Eric Harshbarger built this six-by-eight replica of the Mona Lisa on commission. It utilizes only six different colors and weighs a whopping forty-five pounds altogether. Surprisingly, very little glue was used in the final product
Reverend Bob Simon spent ten months building this Lego Vatican to celebrate Pope Francis’ 2015 visit to the US. St. Peter’s Basilica was made from half-a-million bricks alone. Simon included a minifig of himself amongst the crowd in St. Peter’s Square.
This one is built at 1/1000 scale and took two years to put together. Builder Paul Janssen spent three years to actually collect the million-plus pieces he needed. He opted to trade with other collectors rather than buy them outright after calculating that the minimum cost would be fifty thousand dollars.
One of the heaviest Lego sculptures ever made (nearly three thousand pounds!), this Volvo is actually hollow. It was built directly on a Volvo frame and was designed as a cross-promotion between the two companies.
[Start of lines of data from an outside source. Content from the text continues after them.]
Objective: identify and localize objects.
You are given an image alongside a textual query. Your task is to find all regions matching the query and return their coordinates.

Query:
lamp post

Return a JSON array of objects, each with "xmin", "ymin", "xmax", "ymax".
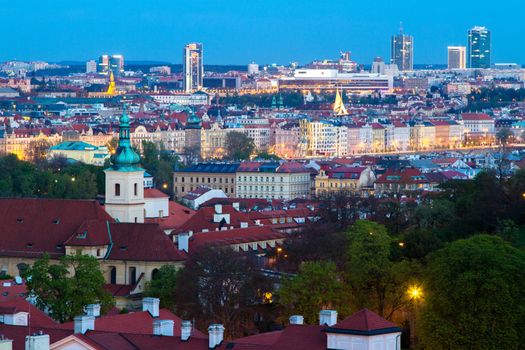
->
[{"xmin": 407, "ymin": 285, "xmax": 423, "ymax": 349}]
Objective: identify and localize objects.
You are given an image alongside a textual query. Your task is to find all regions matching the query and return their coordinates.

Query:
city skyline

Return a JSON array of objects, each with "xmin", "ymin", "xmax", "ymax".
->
[{"xmin": 0, "ymin": 0, "xmax": 525, "ymax": 64}]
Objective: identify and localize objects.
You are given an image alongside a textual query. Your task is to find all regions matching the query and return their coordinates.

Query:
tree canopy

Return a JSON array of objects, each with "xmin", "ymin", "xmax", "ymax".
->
[
  {"xmin": 420, "ymin": 235, "xmax": 525, "ymax": 350},
  {"xmin": 279, "ymin": 261, "xmax": 350, "ymax": 324},
  {"xmin": 226, "ymin": 131, "xmax": 255, "ymax": 160},
  {"xmin": 25, "ymin": 254, "xmax": 114, "ymax": 322}
]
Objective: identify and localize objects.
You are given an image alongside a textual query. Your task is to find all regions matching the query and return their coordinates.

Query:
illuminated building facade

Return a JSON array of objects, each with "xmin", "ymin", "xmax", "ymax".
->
[
  {"xmin": 279, "ymin": 69, "xmax": 393, "ymax": 93},
  {"xmin": 391, "ymin": 31, "xmax": 414, "ymax": 71},
  {"xmin": 467, "ymin": 26, "xmax": 491, "ymax": 68},
  {"xmin": 183, "ymin": 43, "xmax": 204, "ymax": 92},
  {"xmin": 447, "ymin": 46, "xmax": 467, "ymax": 69}
]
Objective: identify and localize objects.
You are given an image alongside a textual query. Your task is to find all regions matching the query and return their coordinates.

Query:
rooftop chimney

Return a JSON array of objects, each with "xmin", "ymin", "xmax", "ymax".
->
[
  {"xmin": 26, "ymin": 332, "xmax": 49, "ymax": 350},
  {"xmin": 73, "ymin": 315, "xmax": 95, "ymax": 334},
  {"xmin": 142, "ymin": 298, "xmax": 160, "ymax": 317},
  {"xmin": 319, "ymin": 310, "xmax": 337, "ymax": 327},
  {"xmin": 180, "ymin": 321, "xmax": 193, "ymax": 341},
  {"xmin": 86, "ymin": 304, "xmax": 100, "ymax": 317},
  {"xmin": 290, "ymin": 315, "xmax": 304, "ymax": 324},
  {"xmin": 0, "ymin": 334, "xmax": 13, "ymax": 350},
  {"xmin": 208, "ymin": 324, "xmax": 224, "ymax": 349},
  {"xmin": 153, "ymin": 320, "xmax": 174, "ymax": 337},
  {"xmin": 177, "ymin": 232, "xmax": 190, "ymax": 253}
]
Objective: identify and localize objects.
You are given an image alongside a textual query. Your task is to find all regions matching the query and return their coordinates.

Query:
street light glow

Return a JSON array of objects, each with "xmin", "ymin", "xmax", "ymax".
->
[{"xmin": 408, "ymin": 286, "xmax": 423, "ymax": 300}]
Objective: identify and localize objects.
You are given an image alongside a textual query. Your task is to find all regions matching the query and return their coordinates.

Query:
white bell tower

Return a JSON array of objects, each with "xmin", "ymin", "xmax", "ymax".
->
[{"xmin": 104, "ymin": 106, "xmax": 144, "ymax": 223}]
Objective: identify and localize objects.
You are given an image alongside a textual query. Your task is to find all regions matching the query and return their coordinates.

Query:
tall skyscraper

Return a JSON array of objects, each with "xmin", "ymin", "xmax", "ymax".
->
[
  {"xmin": 391, "ymin": 28, "xmax": 414, "ymax": 71},
  {"xmin": 97, "ymin": 55, "xmax": 109, "ymax": 74},
  {"xmin": 183, "ymin": 43, "xmax": 204, "ymax": 92},
  {"xmin": 448, "ymin": 46, "xmax": 467, "ymax": 69},
  {"xmin": 467, "ymin": 26, "xmax": 491, "ymax": 68},
  {"xmin": 109, "ymin": 55, "xmax": 124, "ymax": 77},
  {"xmin": 97, "ymin": 55, "xmax": 124, "ymax": 76},
  {"xmin": 86, "ymin": 60, "xmax": 97, "ymax": 74}
]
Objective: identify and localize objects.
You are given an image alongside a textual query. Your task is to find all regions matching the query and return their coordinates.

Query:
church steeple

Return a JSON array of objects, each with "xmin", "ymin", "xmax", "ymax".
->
[
  {"xmin": 104, "ymin": 106, "xmax": 144, "ymax": 222},
  {"xmin": 111, "ymin": 105, "xmax": 140, "ymax": 169}
]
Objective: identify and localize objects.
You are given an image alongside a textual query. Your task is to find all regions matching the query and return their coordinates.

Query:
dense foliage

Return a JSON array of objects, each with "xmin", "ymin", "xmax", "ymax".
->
[
  {"xmin": 225, "ymin": 131, "xmax": 255, "ymax": 161},
  {"xmin": 0, "ymin": 155, "xmax": 105, "ymax": 199},
  {"xmin": 420, "ymin": 235, "xmax": 525, "ymax": 350},
  {"xmin": 25, "ymin": 255, "xmax": 114, "ymax": 322}
]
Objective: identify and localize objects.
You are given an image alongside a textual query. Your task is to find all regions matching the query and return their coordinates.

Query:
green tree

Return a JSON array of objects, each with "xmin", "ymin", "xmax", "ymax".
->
[
  {"xmin": 25, "ymin": 254, "xmax": 113, "ymax": 322},
  {"xmin": 144, "ymin": 265, "xmax": 181, "ymax": 310},
  {"xmin": 279, "ymin": 261, "xmax": 350, "ymax": 324},
  {"xmin": 419, "ymin": 235, "xmax": 525, "ymax": 350},
  {"xmin": 226, "ymin": 131, "xmax": 255, "ymax": 160},
  {"xmin": 26, "ymin": 138, "xmax": 51, "ymax": 165},
  {"xmin": 175, "ymin": 247, "xmax": 272, "ymax": 338},
  {"xmin": 496, "ymin": 128, "xmax": 513, "ymax": 146},
  {"xmin": 346, "ymin": 220, "xmax": 420, "ymax": 318}
]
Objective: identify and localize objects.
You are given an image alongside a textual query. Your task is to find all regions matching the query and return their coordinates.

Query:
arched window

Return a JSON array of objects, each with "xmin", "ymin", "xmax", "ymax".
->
[
  {"xmin": 16, "ymin": 263, "xmax": 29, "ymax": 276},
  {"xmin": 129, "ymin": 267, "xmax": 137, "ymax": 284},
  {"xmin": 109, "ymin": 266, "xmax": 117, "ymax": 284}
]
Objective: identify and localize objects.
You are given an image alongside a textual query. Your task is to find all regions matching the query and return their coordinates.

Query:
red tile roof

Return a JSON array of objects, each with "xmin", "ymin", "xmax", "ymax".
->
[
  {"xmin": 327, "ymin": 309, "xmax": 401, "ymax": 333},
  {"xmin": 0, "ymin": 198, "xmax": 113, "ymax": 257},
  {"xmin": 189, "ymin": 226, "xmax": 286, "ymax": 253},
  {"xmin": 176, "ymin": 205, "xmax": 254, "ymax": 232},
  {"xmin": 0, "ymin": 296, "xmax": 58, "ymax": 327},
  {"xmin": 144, "ymin": 188, "xmax": 170, "ymax": 198},
  {"xmin": 60, "ymin": 309, "xmax": 207, "ymax": 338},
  {"xmin": 107, "ymin": 223, "xmax": 187, "ymax": 261},
  {"xmin": 461, "ymin": 113, "xmax": 494, "ymax": 120},
  {"xmin": 145, "ymin": 201, "xmax": 195, "ymax": 230}
]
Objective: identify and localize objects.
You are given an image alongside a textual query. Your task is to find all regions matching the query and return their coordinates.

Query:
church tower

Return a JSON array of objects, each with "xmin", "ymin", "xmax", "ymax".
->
[{"xmin": 104, "ymin": 106, "xmax": 144, "ymax": 223}]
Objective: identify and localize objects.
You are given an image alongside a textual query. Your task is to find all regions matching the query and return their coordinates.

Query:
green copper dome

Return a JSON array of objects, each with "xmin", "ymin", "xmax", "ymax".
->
[
  {"xmin": 111, "ymin": 106, "xmax": 140, "ymax": 170},
  {"xmin": 186, "ymin": 109, "xmax": 201, "ymax": 129}
]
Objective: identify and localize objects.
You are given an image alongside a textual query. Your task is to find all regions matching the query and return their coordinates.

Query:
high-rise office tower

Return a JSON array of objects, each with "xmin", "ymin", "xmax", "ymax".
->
[
  {"xmin": 447, "ymin": 46, "xmax": 467, "ymax": 69},
  {"xmin": 467, "ymin": 26, "xmax": 491, "ymax": 68},
  {"xmin": 97, "ymin": 55, "xmax": 124, "ymax": 76},
  {"xmin": 86, "ymin": 60, "xmax": 97, "ymax": 74},
  {"xmin": 391, "ymin": 28, "xmax": 414, "ymax": 71},
  {"xmin": 97, "ymin": 55, "xmax": 109, "ymax": 74},
  {"xmin": 183, "ymin": 43, "xmax": 204, "ymax": 92},
  {"xmin": 109, "ymin": 55, "xmax": 124, "ymax": 76}
]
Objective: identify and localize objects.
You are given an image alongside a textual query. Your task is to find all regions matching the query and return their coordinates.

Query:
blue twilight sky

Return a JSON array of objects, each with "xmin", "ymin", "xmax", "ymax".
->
[{"xmin": 0, "ymin": 0, "xmax": 525, "ymax": 64}]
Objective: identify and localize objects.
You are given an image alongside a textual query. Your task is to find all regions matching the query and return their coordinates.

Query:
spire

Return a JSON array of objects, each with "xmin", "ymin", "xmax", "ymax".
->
[
  {"xmin": 334, "ymin": 89, "xmax": 348, "ymax": 116},
  {"xmin": 111, "ymin": 104, "xmax": 140, "ymax": 169},
  {"xmin": 106, "ymin": 71, "xmax": 117, "ymax": 95},
  {"xmin": 272, "ymin": 95, "xmax": 277, "ymax": 109}
]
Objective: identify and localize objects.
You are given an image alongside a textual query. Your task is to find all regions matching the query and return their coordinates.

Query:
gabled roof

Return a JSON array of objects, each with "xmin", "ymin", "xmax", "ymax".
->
[
  {"xmin": 107, "ymin": 223, "xmax": 187, "ymax": 261},
  {"xmin": 177, "ymin": 205, "xmax": 253, "ymax": 232},
  {"xmin": 189, "ymin": 226, "xmax": 285, "ymax": 253},
  {"xmin": 326, "ymin": 309, "xmax": 401, "ymax": 335},
  {"xmin": 60, "ymin": 309, "xmax": 206, "ymax": 338},
  {"xmin": 0, "ymin": 198, "xmax": 113, "ymax": 257}
]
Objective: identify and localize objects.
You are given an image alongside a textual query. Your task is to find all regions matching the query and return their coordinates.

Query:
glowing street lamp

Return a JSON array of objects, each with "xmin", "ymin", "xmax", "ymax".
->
[{"xmin": 408, "ymin": 286, "xmax": 423, "ymax": 300}]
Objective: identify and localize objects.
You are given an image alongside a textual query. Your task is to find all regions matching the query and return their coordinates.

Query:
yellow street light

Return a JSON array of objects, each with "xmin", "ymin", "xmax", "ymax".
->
[{"xmin": 408, "ymin": 286, "xmax": 423, "ymax": 300}]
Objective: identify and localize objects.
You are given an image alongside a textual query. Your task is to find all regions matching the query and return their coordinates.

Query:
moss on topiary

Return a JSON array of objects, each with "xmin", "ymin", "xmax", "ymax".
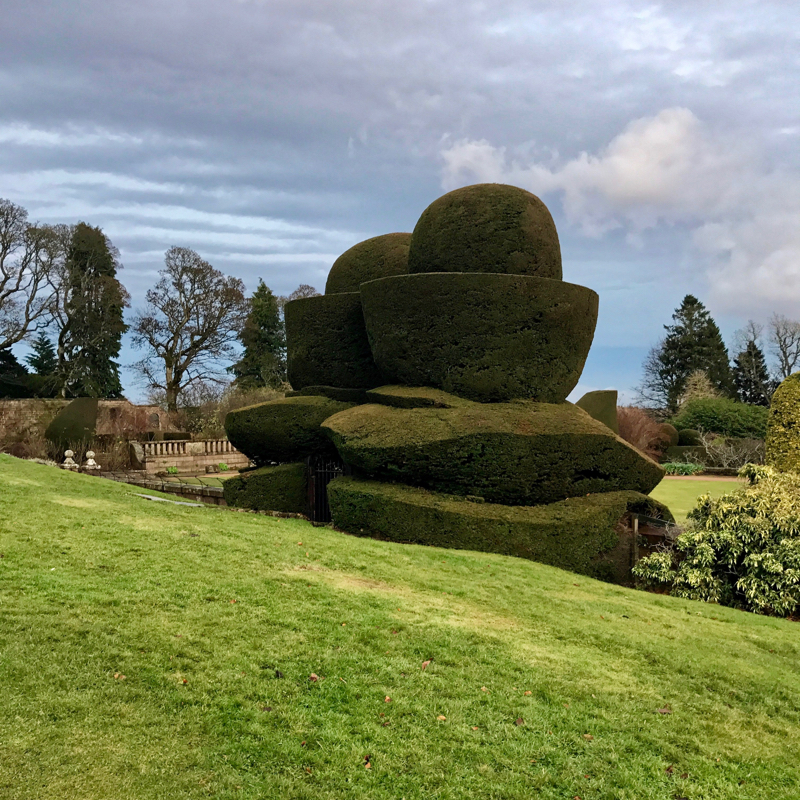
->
[
  {"xmin": 44, "ymin": 397, "xmax": 97, "ymax": 450},
  {"xmin": 360, "ymin": 273, "xmax": 598, "ymax": 403},
  {"xmin": 284, "ymin": 292, "xmax": 385, "ymax": 390},
  {"xmin": 765, "ymin": 372, "xmax": 800, "ymax": 472},
  {"xmin": 322, "ymin": 401, "xmax": 664, "ymax": 505},
  {"xmin": 222, "ymin": 461, "xmax": 308, "ymax": 514},
  {"xmin": 575, "ymin": 389, "xmax": 619, "ymax": 434},
  {"xmin": 325, "ymin": 233, "xmax": 411, "ymax": 294},
  {"xmin": 408, "ymin": 183, "xmax": 561, "ymax": 280},
  {"xmin": 225, "ymin": 396, "xmax": 353, "ymax": 465},
  {"xmin": 328, "ymin": 477, "xmax": 672, "ymax": 583}
]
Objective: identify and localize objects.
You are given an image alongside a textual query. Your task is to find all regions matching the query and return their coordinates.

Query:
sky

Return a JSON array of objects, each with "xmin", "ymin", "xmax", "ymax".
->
[{"xmin": 0, "ymin": 0, "xmax": 800, "ymax": 402}]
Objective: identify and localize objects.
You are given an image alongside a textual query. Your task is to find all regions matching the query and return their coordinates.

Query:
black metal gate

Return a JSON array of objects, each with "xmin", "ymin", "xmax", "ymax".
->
[{"xmin": 306, "ymin": 456, "xmax": 350, "ymax": 522}]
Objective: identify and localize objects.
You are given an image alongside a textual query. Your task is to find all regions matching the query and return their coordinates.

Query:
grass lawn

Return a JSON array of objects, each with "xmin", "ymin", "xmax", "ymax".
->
[
  {"xmin": 0, "ymin": 455, "xmax": 800, "ymax": 800},
  {"xmin": 650, "ymin": 476, "xmax": 745, "ymax": 525}
]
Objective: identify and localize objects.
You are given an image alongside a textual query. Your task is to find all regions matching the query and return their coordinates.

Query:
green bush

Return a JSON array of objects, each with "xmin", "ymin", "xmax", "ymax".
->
[
  {"xmin": 360, "ymin": 273, "xmax": 598, "ymax": 403},
  {"xmin": 672, "ymin": 397, "xmax": 769, "ymax": 439},
  {"xmin": 322, "ymin": 398, "xmax": 664, "ymax": 505},
  {"xmin": 325, "ymin": 233, "xmax": 411, "ymax": 294},
  {"xmin": 328, "ymin": 477, "xmax": 672, "ymax": 583},
  {"xmin": 408, "ymin": 183, "xmax": 561, "ymax": 280},
  {"xmin": 634, "ymin": 465, "xmax": 800, "ymax": 616},
  {"xmin": 765, "ymin": 372, "xmax": 800, "ymax": 472},
  {"xmin": 222, "ymin": 462, "xmax": 308, "ymax": 514},
  {"xmin": 284, "ymin": 292, "xmax": 386, "ymax": 389}
]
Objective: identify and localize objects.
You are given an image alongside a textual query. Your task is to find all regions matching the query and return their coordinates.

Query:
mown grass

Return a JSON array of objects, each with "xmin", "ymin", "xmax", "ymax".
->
[{"xmin": 0, "ymin": 456, "xmax": 800, "ymax": 800}]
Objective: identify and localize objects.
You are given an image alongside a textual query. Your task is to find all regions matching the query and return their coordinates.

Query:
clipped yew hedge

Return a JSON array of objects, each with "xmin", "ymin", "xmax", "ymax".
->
[
  {"xmin": 325, "ymin": 233, "xmax": 411, "ymax": 294},
  {"xmin": 222, "ymin": 461, "xmax": 308, "ymax": 514},
  {"xmin": 360, "ymin": 273, "xmax": 598, "ymax": 403},
  {"xmin": 328, "ymin": 477, "xmax": 672, "ymax": 583},
  {"xmin": 408, "ymin": 183, "xmax": 561, "ymax": 280},
  {"xmin": 284, "ymin": 292, "xmax": 385, "ymax": 389},
  {"xmin": 225, "ymin": 395, "xmax": 353, "ymax": 465},
  {"xmin": 322, "ymin": 401, "xmax": 664, "ymax": 505}
]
There’s a lot of big Lego ships out there, but this one is the biggest. The six hundred pound replica of the Queen Mary is another job by the Bright Bricks crew using a quarter of a million pieces.
Jamie and Tricia Lunski built a replica of their home town of Grand Forks, North Dakota. With buildings based off of actual buildings and a town square. There’s even a working train moving throughout. Over the years the Lunski’s and others have added to the display.
Tobias Tostesen used Legos to make a faux-crystal chandelier. With over eight thousand bricks, all of them transparent, the pieces are angled to create the illusion of a gentle curve all around. Each row is angled in an alternating pattern and from a distance looks no different than actual crystal. An impressive way to get more for less.